Cinq fois moins d’antibiotiques
Avec l’aide des agriculteurs, Jens Becker a également répertorié avec soin le recours aux antibiotiques, l’objectif principal du projet étant de le diminuer. "Ce que nous avons vu a clairement dépassé nos attentes", déclare-t-il. Si un veau sur deux a dû recevoir des antibiotiques au cours de sa vie dans les exploitations servant de comparaison, seul un sur six en a eu besoin parmi les "veaux en plein air". La différence était encore plus flagrante pour le temps total de traitement : cinq fois moins de jours de traitement ont été enregistrés dans les fermes avec le nouveau concept que dans les fermes de comparaison.
Pour ainsi dire pas de différences sur le plan économique
Enfin, l’équipe de Mireille Meylan a également examiné le projet sous l’angle économique, cet aspect étant décisif pour la mise en œuvre pratique. Elle a calculé à cet effet les charges spécifiques d’un éleveur par veau – du prix d’achat au fourrage, en passant par le travail requis. L’équipe l’a fait une première fois en se fondant sur les chiffres réels dérivés du projet et une seconde fois en reprenant des moyennes pour certains postes de coûts dans le "catalogue des marges brutes" des branches de production agricoles qui paraît chaque année. Malgré de petites différences, les deux variantes ont révélé que l’engraissement d’après la méthode "veau en plein air" équivaut dans une large mesure à l’engraissement labellisé IP-SUISSE d’un point de vue économique.
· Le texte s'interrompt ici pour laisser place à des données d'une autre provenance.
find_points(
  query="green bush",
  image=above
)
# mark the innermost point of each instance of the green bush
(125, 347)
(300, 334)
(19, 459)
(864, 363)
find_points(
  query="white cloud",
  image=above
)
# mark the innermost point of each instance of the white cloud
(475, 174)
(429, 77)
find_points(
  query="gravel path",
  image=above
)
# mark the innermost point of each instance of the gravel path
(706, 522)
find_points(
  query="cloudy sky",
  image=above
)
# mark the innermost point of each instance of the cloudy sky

"Ce n’est pas étonnant, déclare Ueli Straub d’AGRIDEA, de la centrale de vulgarisation agricole des services cantonaux, qui a participé à ce pan de l’étude. Le fourrage et le prix d’achat de l'animal représentent 90 pour cent des coûts variables pour un veau d’engraissement". Les autres facteurs ne pèsent donc pas lourd dans la balance. En outre, les avantages et inconvénients respectifs de chaque système se neutralisent dans une large mesure : Le léger surplus de travail pour les "veaux en plein air" est compensé, entre autres, par une mortalité plus basse et une bonne performance d'engraissement.
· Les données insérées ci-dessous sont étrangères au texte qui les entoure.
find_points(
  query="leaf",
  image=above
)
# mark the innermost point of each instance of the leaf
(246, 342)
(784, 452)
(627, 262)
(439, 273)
Une solution pragmatique pour l’avenir
Mireille Meylan tire un bilan extrêmement positif du projet : "Nous avons montré que l’on pourrait réduire fortement l’usage des antibiotiques, du moins dans les exploitations familiales d’engraissement des veaux. Et ce de manière très pragmatique et pertinente aussi sur le plan économique". Pour les calculs de rentabilité, on est toutefois parti du principe que les agriculteurs travaillant selon la méthode "veau en plein air" reçoivent, tout comme les exploitations IP-SUISSE, des paiements directs (contributions SRPA) du fait que les animaux ont suffisamment d’accès à l'air libre d’après un standard déterminé. Toutefois, ce n’est pas encore le cas pour l’instant à cause du toit au-dessus de l’enclos paillé. Pour que le projet puisse être mis en œuvre à large échelle, il faudrait maintenant par conséquent la reconnaissance des labels, des offices fédéraux et des grands distributeurs. L’expérience montre qu’il s’agit là d’un long chemin à parcourir, comme le précise Mireille Meylan. Mais il ne devrait plus faire de doute que c’est une option possible et que le jeu en vaut la chandelle dans la lutte contre l’antibiorésistance.